Artificial Intelligence - moral robots?

A fascinating article in The Economist 1843 magazine about teaching robots right from wrong and how AI is learning morality.

Now I’ve been a sci-fi nut from way back, and this is a well-visited topic – from Isaac Asimov’s Laws of Robotics, to 2001: A Space Odyssey, Blade Runner and more recently the thought-provoking film Ex Machina.

But, reading the article, I was struck by the thought that, in current AI development, Right versus Wrong seems no different from Correct versus Incorrect. Let me explain:

When creating RPA software bots to automate repetitive tasks, we instruct the bot to look for certain conditions – essentially IF this set of values exist, THEN perform this task. Meanwhile, Mark Riedl, a director of AI development at Georgia Tech, seeks to educate robots on how to behave in social scenarios, and his preferred tool is stories – crowd sourced from Amazon’s Mechanical Turk – describing a typical story on a given social interaction like going to a restaurant. His natural language processing algorithms look for similar sentences from different stories and then begin to draw conclusions about social rules and norms.

Not a million miles then from an accounting RPA bot which learns that, at financial year end, it allocates more Cloud resource for specific tasks, and maybe only runs some tasks at that time. For social rules and norms, read business rules and norms.
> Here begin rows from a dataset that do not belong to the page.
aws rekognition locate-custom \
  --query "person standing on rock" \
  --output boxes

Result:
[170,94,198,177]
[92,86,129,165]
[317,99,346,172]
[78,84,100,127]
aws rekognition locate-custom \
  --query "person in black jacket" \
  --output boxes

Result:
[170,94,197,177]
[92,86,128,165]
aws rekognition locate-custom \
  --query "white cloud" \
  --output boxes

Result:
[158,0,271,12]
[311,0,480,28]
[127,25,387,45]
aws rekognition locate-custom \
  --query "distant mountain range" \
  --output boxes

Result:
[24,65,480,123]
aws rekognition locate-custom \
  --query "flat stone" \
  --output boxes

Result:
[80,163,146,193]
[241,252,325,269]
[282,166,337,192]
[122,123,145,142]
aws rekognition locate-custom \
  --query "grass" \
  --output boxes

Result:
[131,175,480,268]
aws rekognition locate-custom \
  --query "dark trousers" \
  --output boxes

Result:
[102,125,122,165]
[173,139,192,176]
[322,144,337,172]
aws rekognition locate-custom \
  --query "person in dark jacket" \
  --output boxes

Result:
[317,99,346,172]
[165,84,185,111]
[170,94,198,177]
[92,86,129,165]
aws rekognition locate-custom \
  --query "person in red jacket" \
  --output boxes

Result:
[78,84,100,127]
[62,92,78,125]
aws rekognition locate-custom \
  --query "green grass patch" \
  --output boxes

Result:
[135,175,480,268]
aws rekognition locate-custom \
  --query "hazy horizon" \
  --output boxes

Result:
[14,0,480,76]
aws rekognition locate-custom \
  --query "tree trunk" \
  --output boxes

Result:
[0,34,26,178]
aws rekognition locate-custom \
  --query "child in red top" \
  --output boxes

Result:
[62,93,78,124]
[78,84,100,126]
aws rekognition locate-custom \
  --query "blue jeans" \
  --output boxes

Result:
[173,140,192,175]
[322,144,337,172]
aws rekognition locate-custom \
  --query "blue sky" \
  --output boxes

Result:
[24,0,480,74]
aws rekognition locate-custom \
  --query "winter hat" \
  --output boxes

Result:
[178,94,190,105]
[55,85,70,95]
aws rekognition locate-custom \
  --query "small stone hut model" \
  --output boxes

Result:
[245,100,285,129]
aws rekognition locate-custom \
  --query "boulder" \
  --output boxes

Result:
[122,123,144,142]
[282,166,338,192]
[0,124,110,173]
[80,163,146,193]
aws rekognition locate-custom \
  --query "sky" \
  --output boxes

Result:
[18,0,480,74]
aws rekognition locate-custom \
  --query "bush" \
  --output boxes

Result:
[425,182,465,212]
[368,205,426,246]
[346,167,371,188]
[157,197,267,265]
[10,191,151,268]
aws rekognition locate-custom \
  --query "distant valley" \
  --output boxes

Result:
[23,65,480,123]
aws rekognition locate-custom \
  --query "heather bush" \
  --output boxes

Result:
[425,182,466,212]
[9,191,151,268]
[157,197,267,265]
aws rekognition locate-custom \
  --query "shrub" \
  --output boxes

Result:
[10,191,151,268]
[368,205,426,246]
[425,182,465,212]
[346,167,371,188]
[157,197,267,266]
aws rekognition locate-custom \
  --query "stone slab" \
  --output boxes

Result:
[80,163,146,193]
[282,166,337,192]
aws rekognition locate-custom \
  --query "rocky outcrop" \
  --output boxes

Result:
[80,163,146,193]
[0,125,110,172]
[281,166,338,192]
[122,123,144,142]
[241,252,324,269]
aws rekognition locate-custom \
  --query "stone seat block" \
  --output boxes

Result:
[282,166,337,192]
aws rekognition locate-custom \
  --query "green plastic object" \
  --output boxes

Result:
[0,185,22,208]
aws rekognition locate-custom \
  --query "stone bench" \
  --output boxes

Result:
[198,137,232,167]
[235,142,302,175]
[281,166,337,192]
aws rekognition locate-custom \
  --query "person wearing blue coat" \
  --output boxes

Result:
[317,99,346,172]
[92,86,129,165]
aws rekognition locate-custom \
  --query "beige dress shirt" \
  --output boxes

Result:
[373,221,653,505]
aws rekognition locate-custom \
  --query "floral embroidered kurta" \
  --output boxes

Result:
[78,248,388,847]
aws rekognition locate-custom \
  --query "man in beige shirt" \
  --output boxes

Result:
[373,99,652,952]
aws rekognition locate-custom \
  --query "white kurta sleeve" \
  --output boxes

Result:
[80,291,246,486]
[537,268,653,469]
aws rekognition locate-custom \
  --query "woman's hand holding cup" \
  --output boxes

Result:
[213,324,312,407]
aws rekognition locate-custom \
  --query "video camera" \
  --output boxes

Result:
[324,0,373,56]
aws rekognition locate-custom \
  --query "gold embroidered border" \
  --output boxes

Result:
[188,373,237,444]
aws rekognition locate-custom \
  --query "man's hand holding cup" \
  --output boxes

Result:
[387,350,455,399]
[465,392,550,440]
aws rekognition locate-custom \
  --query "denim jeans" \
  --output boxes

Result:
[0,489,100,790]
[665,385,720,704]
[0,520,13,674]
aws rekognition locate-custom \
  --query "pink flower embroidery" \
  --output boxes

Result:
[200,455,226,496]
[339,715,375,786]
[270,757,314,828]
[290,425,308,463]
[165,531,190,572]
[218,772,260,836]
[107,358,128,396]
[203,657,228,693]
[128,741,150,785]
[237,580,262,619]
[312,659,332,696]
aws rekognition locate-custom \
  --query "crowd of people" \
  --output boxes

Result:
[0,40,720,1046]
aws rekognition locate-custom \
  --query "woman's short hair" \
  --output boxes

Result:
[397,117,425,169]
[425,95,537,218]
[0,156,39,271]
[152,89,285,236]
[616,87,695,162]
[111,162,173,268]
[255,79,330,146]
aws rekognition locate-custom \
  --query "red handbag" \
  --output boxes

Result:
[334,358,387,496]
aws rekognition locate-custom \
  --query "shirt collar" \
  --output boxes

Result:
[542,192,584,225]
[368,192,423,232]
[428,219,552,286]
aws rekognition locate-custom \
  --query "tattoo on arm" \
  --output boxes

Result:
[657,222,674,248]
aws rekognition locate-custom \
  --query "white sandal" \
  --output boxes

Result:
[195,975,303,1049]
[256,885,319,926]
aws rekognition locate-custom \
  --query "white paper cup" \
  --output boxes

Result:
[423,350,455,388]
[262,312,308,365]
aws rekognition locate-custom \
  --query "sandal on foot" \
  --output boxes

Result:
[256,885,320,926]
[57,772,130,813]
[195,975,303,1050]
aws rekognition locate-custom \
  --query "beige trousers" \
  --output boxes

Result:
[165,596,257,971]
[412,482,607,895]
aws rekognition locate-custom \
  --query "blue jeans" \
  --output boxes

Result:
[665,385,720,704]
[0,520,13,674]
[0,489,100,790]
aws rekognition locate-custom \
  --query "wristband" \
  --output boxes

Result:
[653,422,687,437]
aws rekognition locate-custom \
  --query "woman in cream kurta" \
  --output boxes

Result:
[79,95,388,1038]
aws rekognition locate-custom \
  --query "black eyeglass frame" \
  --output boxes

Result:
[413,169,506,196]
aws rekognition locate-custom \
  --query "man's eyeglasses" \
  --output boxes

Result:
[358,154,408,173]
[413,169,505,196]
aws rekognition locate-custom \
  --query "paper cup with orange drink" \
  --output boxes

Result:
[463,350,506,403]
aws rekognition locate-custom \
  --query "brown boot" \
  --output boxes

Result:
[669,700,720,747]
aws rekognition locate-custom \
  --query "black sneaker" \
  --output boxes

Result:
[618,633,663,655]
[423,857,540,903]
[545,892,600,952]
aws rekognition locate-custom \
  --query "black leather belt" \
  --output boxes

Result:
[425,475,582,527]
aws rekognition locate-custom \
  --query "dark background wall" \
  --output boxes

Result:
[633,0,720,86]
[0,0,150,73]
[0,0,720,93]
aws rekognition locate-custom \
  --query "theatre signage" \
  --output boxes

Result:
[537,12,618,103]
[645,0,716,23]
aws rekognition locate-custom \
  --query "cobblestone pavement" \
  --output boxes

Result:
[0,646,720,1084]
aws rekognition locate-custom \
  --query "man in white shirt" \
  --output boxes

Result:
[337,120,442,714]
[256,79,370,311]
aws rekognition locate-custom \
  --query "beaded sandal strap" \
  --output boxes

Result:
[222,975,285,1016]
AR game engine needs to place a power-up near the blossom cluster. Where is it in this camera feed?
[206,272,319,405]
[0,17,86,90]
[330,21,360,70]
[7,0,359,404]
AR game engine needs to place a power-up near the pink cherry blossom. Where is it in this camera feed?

Of course, in neither case is there yet AI sentient self-awareness, or even a sense of remorse or guilt if things go wrong. And go wrong they always will – as the author of the article acknowledges, we’ll never have accident-free autonomous driving technology, so our goal is just better than humans, but not perfect.

Purely personally, I look forward to the day when an AI system tells me that it’s “seen things you people wouldn’t believe”. But “I’m sorry John. I’m afraid can’t do that”?… not so much.